# Preprocessing and embedding
This file includes code which classifies text chunks as (Austen, Kafka, Sturluson, God and Dostoyevsky).
The training data is text chunks from their respective works 'Pride and predjudice', 'King James Bible', 'The trial', 'Heimskringla' and 'Crime and punishment'. We obtain the texts from the Gutenberg Project.

## Importing the data

In [1]:
# Imports
import numpy as np
import pandas as pd
import matplotlib.pyplot as plt
import os

In [2]:
# Importing the transformer
from sentence_transformers import SentenceTransformer
model_name = "mixedbread-ai/mxbai-embed-large-v1" 
"""
Change the default model here. To save the model locally, replace the path with your path and run this module.
At the end of your path, add the name of the folder you want create for the model, eg. ".../local_model"
When you have downloaded the model, uncomment model_name = path to use the stored model.
"""
# path = "C:/Users/jonas/OneDrive/Dokumenter/Python Scripts/embed/local_model_sentence_transformers" # (example path / for my convenience)
# model_name = path # Uncomment this line once you have downloaded the model.
model = SentenceTransformer(model_name)

  from tqdm.autonotebook import tqdm, trange


In [24]:
# Helpers
def preprocessing(filepath, text, end=False):
    if 'austen' in filepath:
        start = text.find("Chapter I.]")
        # potential other preprocessing

    elif 'dostoyevsky' in filepath:
        start = text.find("CHAPTER I")

    elif 'god' in filepath:
        start = text.find("1:1")
        end = text.find("in the sight of all Israel.") # Only old testament

    elif 'kafka' in filepath:
        start = text.find("Chapter One")

    elif 'shelley' in filepath:
        start = text.find("_To")

    elif 'tolstoy' in filepath:
        start = text.find("Chapter 1")

    elif 'sturluson' in filepath:
        start = text.find("PREFACE OF SNORRE STURLASON.")
        end = text.find("SAGA OF HARALD HARDRADE.") # Only Heimskringla
        
    elif 'cervantes' in filepath:
        start = text.find("Idle reader:")
        end = text.find("Forse altro cantera con miglior plettro.") # Only Volume I

    else:
        raise Exception("This book is not in our library!")
    
    if not end:
        end = text.find("*** END")
    
    return text[start:end].split()


In [10]:
def read_chunks(filepath, chunksize=50, max_len=0, Feedback=True):
    """
    Reads text into a list of strings with the specified number of words (discards final chunk to ensure similar length).
    """
    with open(filepath, encoding='utf-8') as infile:
        words = preprocessing( filepath, infile.read() ) # list of words, preprocessed
        if max_len:
            assert max_len > chunksize
            words = words[:max_len]

        length_words = len(words)
        n_chunks = int(length_words / chunksize)
        chunks = np.empty(n_chunks, dtype=object)
        for i, start in enumerate(range(0, length_words, chunksize)):
            if start+chunksize < length_words: # we discard the final chunk if it is shorter than 50 words
                chunks[i] = ' '.join(words[start:start+chunksize])

        if Feedback:
            print(f"Length: {length_words:,} words, on {n_chunks:,} chunks of length {chunksize}.")
        
        return chunks


In [25]:
read_chunks('../Texts/sturluson.txt', chunksize=150)

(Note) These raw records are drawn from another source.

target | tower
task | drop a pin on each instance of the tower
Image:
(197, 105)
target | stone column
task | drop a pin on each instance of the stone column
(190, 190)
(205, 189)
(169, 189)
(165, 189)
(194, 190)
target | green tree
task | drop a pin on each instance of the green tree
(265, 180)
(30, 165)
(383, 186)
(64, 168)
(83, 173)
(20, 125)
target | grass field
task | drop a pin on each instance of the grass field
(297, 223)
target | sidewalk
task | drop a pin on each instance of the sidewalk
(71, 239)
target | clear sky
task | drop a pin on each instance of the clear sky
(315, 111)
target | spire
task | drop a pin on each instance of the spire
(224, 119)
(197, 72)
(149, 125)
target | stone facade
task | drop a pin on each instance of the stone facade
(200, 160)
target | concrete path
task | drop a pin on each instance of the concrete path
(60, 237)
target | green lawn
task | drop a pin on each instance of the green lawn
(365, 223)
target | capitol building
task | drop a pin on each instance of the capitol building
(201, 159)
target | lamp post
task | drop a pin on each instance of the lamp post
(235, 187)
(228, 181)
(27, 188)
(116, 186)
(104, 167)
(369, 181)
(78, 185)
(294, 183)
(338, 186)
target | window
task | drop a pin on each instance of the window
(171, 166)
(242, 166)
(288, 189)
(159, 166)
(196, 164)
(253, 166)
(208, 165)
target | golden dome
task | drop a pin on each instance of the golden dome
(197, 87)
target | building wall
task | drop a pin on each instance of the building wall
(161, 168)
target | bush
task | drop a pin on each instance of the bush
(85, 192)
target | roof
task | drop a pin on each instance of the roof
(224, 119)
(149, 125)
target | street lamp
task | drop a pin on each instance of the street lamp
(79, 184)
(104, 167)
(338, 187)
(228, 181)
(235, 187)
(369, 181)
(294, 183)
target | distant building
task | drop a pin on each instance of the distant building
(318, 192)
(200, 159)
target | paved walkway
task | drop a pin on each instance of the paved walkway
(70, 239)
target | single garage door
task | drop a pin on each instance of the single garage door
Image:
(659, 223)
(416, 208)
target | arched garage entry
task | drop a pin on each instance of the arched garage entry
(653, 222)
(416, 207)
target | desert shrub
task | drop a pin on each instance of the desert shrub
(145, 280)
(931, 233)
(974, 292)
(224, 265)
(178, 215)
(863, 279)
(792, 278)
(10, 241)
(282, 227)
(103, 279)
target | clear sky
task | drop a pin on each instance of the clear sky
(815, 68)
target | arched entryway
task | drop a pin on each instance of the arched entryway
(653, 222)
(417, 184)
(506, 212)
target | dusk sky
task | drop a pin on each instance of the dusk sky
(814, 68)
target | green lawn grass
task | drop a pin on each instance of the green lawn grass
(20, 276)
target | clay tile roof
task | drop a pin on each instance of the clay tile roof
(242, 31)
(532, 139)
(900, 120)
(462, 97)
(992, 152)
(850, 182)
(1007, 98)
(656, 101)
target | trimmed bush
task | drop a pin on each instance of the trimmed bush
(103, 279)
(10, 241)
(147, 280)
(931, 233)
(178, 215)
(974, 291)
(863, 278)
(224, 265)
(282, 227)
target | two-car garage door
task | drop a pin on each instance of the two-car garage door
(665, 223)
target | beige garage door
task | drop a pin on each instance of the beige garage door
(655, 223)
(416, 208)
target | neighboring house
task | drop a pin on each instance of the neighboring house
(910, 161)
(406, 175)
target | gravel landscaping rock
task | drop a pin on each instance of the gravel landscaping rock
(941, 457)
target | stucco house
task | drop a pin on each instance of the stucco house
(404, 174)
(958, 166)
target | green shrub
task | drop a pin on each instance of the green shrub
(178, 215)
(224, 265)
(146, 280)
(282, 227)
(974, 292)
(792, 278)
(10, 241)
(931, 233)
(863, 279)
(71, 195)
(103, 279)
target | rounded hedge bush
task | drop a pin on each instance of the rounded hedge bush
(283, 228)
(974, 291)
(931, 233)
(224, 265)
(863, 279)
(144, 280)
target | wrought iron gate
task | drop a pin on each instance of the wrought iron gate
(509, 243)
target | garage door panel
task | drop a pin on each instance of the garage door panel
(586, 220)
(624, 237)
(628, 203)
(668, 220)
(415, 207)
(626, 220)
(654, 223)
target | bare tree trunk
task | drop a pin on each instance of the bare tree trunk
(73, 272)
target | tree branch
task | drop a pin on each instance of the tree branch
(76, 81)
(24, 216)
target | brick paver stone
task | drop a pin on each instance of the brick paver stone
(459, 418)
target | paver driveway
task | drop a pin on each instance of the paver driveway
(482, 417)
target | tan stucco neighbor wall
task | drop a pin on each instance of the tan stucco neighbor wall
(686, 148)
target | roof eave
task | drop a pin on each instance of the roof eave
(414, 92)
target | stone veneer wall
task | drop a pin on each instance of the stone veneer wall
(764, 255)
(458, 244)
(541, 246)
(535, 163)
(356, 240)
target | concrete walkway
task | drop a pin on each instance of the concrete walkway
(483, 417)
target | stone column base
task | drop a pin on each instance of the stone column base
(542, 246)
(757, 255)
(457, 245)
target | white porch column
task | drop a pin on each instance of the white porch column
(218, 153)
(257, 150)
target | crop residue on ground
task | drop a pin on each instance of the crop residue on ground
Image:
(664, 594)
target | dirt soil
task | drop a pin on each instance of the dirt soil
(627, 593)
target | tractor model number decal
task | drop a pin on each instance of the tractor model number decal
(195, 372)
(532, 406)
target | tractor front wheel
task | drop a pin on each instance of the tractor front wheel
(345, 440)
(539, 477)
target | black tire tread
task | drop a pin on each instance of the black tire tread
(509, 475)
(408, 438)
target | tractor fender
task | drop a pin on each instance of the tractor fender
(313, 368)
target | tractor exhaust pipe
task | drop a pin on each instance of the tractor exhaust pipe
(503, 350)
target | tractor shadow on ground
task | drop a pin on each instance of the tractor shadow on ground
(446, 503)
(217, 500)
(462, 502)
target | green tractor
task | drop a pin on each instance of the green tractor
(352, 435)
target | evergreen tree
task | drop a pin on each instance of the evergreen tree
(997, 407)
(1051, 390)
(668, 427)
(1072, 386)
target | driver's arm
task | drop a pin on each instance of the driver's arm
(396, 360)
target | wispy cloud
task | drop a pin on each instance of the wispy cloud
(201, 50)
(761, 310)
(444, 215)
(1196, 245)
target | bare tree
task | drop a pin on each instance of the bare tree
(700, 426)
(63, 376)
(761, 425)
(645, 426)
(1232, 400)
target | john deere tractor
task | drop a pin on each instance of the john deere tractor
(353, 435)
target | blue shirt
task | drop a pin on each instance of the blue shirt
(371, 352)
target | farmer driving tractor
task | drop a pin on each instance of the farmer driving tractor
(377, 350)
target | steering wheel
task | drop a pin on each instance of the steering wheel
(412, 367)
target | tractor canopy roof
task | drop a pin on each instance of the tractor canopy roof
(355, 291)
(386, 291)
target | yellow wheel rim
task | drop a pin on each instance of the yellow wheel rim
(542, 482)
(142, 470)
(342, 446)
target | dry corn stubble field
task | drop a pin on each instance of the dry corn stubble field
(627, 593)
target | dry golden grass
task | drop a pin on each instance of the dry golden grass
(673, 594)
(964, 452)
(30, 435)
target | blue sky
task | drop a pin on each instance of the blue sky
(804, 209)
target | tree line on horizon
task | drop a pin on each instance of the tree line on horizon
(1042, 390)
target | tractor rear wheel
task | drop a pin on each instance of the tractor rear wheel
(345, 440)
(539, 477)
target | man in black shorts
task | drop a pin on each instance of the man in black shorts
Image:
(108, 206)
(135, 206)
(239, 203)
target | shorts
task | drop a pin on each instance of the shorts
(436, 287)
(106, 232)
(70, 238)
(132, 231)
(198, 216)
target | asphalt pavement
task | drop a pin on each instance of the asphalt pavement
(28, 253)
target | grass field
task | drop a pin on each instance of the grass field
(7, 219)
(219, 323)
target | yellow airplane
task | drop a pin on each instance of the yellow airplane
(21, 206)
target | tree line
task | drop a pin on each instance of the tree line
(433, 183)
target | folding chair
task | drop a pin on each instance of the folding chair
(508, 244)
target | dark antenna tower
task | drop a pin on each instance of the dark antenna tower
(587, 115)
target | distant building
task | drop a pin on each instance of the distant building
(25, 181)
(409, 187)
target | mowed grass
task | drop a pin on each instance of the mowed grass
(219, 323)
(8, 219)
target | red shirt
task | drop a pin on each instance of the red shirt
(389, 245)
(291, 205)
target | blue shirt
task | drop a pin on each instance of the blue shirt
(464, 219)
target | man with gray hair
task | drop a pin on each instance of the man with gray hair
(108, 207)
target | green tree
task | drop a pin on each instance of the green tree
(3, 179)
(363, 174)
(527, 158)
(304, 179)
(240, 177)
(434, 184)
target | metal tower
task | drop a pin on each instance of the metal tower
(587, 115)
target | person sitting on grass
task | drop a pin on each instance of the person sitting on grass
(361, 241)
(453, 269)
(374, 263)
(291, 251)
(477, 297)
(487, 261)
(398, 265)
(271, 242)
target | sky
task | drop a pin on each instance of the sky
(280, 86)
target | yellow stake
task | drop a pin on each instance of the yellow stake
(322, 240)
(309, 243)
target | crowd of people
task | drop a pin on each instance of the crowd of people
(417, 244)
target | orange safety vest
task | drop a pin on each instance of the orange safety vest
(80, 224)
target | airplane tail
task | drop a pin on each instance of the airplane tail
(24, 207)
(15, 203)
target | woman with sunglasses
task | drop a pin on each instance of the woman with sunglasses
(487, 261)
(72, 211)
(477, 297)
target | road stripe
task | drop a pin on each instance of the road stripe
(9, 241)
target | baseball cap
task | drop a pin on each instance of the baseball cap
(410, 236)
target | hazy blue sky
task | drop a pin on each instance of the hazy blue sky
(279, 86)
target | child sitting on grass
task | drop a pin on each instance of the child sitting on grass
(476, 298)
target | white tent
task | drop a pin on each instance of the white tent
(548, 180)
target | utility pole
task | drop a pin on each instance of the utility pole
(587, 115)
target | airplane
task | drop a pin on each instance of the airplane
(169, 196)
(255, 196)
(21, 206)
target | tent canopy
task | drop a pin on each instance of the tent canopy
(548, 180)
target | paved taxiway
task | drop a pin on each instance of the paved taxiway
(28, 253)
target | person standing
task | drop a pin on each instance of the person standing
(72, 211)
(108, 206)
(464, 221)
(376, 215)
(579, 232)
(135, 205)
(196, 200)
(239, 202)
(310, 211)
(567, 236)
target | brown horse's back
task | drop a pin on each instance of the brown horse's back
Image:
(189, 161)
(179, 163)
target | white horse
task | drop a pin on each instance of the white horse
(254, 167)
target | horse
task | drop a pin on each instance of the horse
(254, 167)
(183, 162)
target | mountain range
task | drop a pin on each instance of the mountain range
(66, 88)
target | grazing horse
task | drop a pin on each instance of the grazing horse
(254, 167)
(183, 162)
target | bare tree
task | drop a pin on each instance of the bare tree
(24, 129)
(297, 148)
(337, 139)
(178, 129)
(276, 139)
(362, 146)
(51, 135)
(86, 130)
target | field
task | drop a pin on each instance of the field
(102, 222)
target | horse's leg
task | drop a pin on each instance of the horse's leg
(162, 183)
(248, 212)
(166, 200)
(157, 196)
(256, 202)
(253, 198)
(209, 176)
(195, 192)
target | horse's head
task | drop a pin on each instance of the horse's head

Length: 201,265 words, on 1,341 chunks of length 150.


array(['PREFACE OF SNORRE STURLASON. In this book I have had old stories written down, as I have heard them told by intelligent people, concerning chiefs who have have held dominion in the northern countries, and who spoke the Danish tongue; and also concerning some of their family branches, according to what has been told me. Some of this is found in ancient family registers, in which the pedigrees of kings and other personages of high birth are reckoned up, and part is written down after old songs and ballads which our forefathers had for their amusement. Now, although we cannot just say what truth there may be in these, yet we have the certainty that old and wise men held them to be true. Thjodolf of Hvin was the skald of Harald Harfager, and he composed a poem for King Rognvald the Mountain-high, which is called "Ynglingatal." This Rognvald was',
       'a son of Olaf Geirstadalf, the brother of King Halfdan the Black. In this poem thirty of his forefathers are reckoned up, and the

In [5]:
def embed(chunks):
    embeddings = []
    for chunk in chunks:
        embeddings.append( model.encode(chunk) )
    return np.asarray(embeddings)

In [32]:
# Change max_len and run on clusters - this might take days on the full dataset (but then will never have to be done again:)
folder = ".."
subfolder = "Texts"
filenames = ['austen', 'dostoyevsky', 'god', 'cervantes', 'sturluson']
filepaths = [os.path.join(folder, subfolder, filename) for filename in filenames]

# Uncomment to embed
# for filepath in filepaths:
#     print(filepath)
#     chunks = read_chunks(filepath+'.txt', chunksize=150) # remove max_len to run on entire text
#     embeddings = embed(chunks)
#     np.save(filepath, embeddings)

In [33]:
# Class encoding (0 through 4, alphabetically)
data = [np.load(filepath+'.npy') for filepath in filepaths]
lengths = [len(author) for author in data]

X = np.vstack( data )
y = np.repeat(np.arange(5), lengths) # improved target vector

np.save('text_data', X)
np.save('labels', y)

In [34]:
lengths

[816, 1351, 1084, 1326, 1341]